Sin embargo, eso nunca es fácil. No es extraño, encontrar en las Cancillerías del mundo a seres solitarios, entre solteros, divorciados y viudos. Si alguien hiciera un estudio sociológico de los ministerios de relaciones exteriores seguramente se llevaría una sorpresa con los resultados, sobre la soledad imperante. En el caso de mi amiga la viceministra, con el correr de los años, supe que se había enamorado de un compatriota suyo, un exitoso abogado, con quien se casó, pero el matrimonio duró, hasta cuando ella tuvo su salida al exterior en cumplimiento de la alternación. La vida del hombre cambió de forma rotunda, de ser un profesional reconocido, pasó a ser el esposo de la diplomática que se queda en casa y entra a depender en todo sentido de su cónyuge.
El divorcio llegó rápidamente, pienso que faltó creatividad para afrontar la situación, en mi experiencia, mi esposa que también es profesional ha venido descubriendo vocaciones insospechadas, aficiones artísticas que ha desarrollado, en los diferentes destinos que hemos tenido durante mi carrera, pero en el caso de mi colega, fue diferente, para su pesar, pues realmente estuvo muy enamorada de su pareja, hasta el punto de que no le interesó posteriormente intentar una nueva relación. La viceministra prefirió enfocarse en su carrera, destacándose cada vez más, escalando los resbaladizos peldaños de la administración del servicio exterior.
Sin embargo, ahora, en este momento, todos los esfuerzos, las noches en vela, revisando documentos o asistiendo a negociaciones internacionales, tomando vuelos en horarios imposibles, comiendo mal y durmiendo menos a cambio de aparecer en Wikipedia, todo eso pasaba a un último plano, todo se reducía a si podíamos salir vivos de esta tragedia y con posibilidades de seguir llevando una vida, si no la que hubiéramos querido, al menos tranquila. En unas horas o días, la historia del diplomático atrapado en las ruinas dejadas por el violento terremoto quizás ayudara al objetivo buscado, que las relaciones entre los dos países superaran los escollos, quizás la catástrofe acelerara el reencuentro de los gobernantes de dos pueblos considerados hermanos.
Cesaron los relámpagos ocasionales de los cables eléctricos lanzando chispas, todo era una oscuridad revestida de polvo, mi cuerpo enviaba múltiples señales dolorosas, pero estaba vivo, aprisionado por los escombros, pero podía mover mi mano derecha, aunque tenía miedo de tocar algún elemento que pudiera desencadenar que todo acabara de derrumbarse.

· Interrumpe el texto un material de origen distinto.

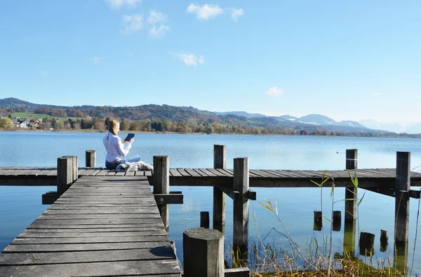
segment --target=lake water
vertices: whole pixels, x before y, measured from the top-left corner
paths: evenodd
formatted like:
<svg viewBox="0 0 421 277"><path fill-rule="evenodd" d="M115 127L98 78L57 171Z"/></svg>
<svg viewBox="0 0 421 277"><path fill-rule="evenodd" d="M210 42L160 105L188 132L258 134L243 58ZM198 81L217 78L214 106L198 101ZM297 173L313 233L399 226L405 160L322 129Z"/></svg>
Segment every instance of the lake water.
<svg viewBox="0 0 421 277"><path fill-rule="evenodd" d="M57 157L76 155L79 166L85 166L85 151L96 150L97 166L104 166L105 150L104 134L83 132L0 132L0 166L56 166ZM125 137L121 133L120 136ZM248 157L250 169L344 169L346 149L359 150L358 166L364 168L396 167L396 151L411 152L411 169L419 171L421 166L421 140L411 138L347 138L248 135L195 135L137 134L131 154L140 155L142 159L152 163L154 155L170 157L170 167L211 168L213 166L213 145L227 145L227 167L233 168L236 157ZM53 190L52 187L0 187L0 250L4 249L25 227L47 208L41 204L41 194ZM212 188L171 187L181 190L182 205L170 208L171 240L175 241L179 259L182 258L182 233L199 225L200 212L208 211L212 218ZM257 240L257 234L264 242L275 243L288 248L289 243L275 215L263 208L259 201L269 199L277 201L279 215L292 237L304 250L312 238L323 241L321 232L313 230L313 211L321 210L321 190L319 188L253 188L258 200L250 201L249 236ZM342 253L343 245L345 189L335 190L333 210L342 214L341 231L333 232L333 252ZM363 190L360 190L361 197ZM330 188L321 190L323 215L332 211ZM232 201L227 197L226 245L232 241ZM413 260L415 241L418 200L410 204L410 251L408 266ZM253 215L255 215L255 222ZM359 206L359 229L375 234L375 257L384 260L392 256L394 199L366 192ZM325 222L329 236L329 222ZM390 253L380 252L380 229L389 232ZM272 230L272 231L271 231ZM356 236L358 238L358 235ZM330 237L328 238L330 239ZM356 239L358 241L358 239ZM417 241L419 241L418 239ZM416 243L414 269L421 271L420 243ZM227 254L228 255L228 254Z"/></svg>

Ignoraba si mi colega había sobrevivido, grité con todas mis fuerzas y esta vez por el nombre de la viceministra, pero no pasó nada, de hecho, no escuchaba sonido alguno fuera de los que producía mi propio cuerpo. Mi mano seguía explorando aquel pequeño espacio, libre de objetos punzantes, rotos y cubiertos de polvo, hasta que encontró un objeto pequeño, suave al tacto, que luego de oler de inmediato me llevé a la boca. El sabor era inconfundible, se trataba de una aceituna, pero esta vez me supo a vida, a renacimiento, a segunda oportunidad.
Sin duda, si volviera a ver la luz del día, les daría esa segunda oportunidad a las aceitunas, ya tenía en mente, solicitar mi retiro del servicio, luego de completar los requisitos de ley de la jubilación, algo que hace unos meses había descartado, para seguir sirviendo y quizás con la secreta ambición de llegar a ser ministro.
Pero no, en este momento, es hora de reivindicar las verdaderas prioridades de la existencia. Es hora de vivir y comer más aceitunas.